Visto che ne abbiamo parlato è bene vedere un attimo cosa ha introdotto di nuovo Boscotetro. Partiamo dalle due nuove Parole Chiave, Eco ed Assalto. Il primo ci permette di utilizzare la stessa carta infinite volte nel turno a patto di pagarne il costo in mano e la seconda ci permette di ottenere Carica ma solo per attaccare altri minion. La prima meccanica è un evidente tempo loss che viene ricompensato dal valore effettivo della carta, e questo ci porta a toccare uno dei primi punti a favore di questa espansione.

DOVE SONO i miei peschini?

Se fino ad oggi abbiamo assistito ad un gioco in cui le giocate tempo, e i mazzi relativi, era incredibilmente forti e centrali all'interno delle partite, ora vediamo mazzi più “value oriented” che mirano a generare valore sul lungo tempo piuttosto che a creare da subito una situazione di vittoria. Già con Rin, leggendaria dello Stregone di Coboldie Catacombe, avevamo assistito a qualcosa di questo tipo che si è finalmente concretizzata con Boscotetro.

Assalto è invece una meccanica orientata molto verso il controllo anche se le statistiche di quasi tutti i minion con questa abilità sono così basse che anche in questo caso ci troviamo a perdere in tempo e guadagnare in valore. Un concetto a cui la Locanda non è abituata ma che ha dato vita ad una varietà e ad un divertimento incredibile.

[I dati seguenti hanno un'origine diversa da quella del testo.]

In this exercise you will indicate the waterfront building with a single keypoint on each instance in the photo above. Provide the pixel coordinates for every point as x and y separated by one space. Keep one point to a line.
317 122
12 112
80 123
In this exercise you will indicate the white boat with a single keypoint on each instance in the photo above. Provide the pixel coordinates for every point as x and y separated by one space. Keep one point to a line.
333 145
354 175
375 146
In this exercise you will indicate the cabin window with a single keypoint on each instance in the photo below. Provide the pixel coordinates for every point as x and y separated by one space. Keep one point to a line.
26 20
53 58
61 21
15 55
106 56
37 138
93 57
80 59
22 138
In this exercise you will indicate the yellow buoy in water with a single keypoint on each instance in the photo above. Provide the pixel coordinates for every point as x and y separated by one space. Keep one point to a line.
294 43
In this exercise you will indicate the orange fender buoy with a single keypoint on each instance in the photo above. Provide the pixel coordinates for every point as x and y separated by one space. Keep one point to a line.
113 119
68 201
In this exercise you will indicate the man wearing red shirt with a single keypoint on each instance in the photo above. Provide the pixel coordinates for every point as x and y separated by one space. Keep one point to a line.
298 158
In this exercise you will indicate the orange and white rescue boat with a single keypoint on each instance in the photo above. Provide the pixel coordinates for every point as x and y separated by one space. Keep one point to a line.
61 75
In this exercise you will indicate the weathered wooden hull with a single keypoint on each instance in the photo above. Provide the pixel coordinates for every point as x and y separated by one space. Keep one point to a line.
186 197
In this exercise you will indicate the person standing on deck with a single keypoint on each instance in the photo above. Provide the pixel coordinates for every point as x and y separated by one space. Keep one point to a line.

Per quel che riguarda il Pari/Dispari si tratta invece di una meccanica legata a due leggendarie neutrali, Baku e Genn. Entrambi offrono un power-up al nostro potere eroe se il nostro mazzo contiene rispettivamente solo carte di costo pari o solo carte di costo dispari. Nel primo caso avremo un potere eroe che costa solo un mana e nel secondo uno potenziato (così come faceva la Campionessa Cuorsincero) che ci verranno regalati all'inizio della partita.

Si tratta di una meccanica interessantissima che spinge al deck-building estremo e alla ricerca di strategie particolari. Sono tanti i mazzi che sono stati proposti dalla community e tanti altri ne arriveranno ancora e tutti quanti, a discapito di quanto si possa pensare, sono estremamente performanti, chi un po' di più, chi un po' di meno.

Questa espansione mi ha fatto tornare a giocare (quasi) quotidianamente facendo a pugni con il nuovo gioco di Magic per chi deve fare da filler alle mie giornate.

Ovviamente è ancora (sì, ancora) troppo presto per cantare vittoria ma mi sento, al solito, molto positivo: Boscotetro è stata una rivelazione su cui non avrei puntato nemmeno un euro e si è rivelata il mio miglior investimento in termini di dindini fumanti. Brava Blizzard, ancora.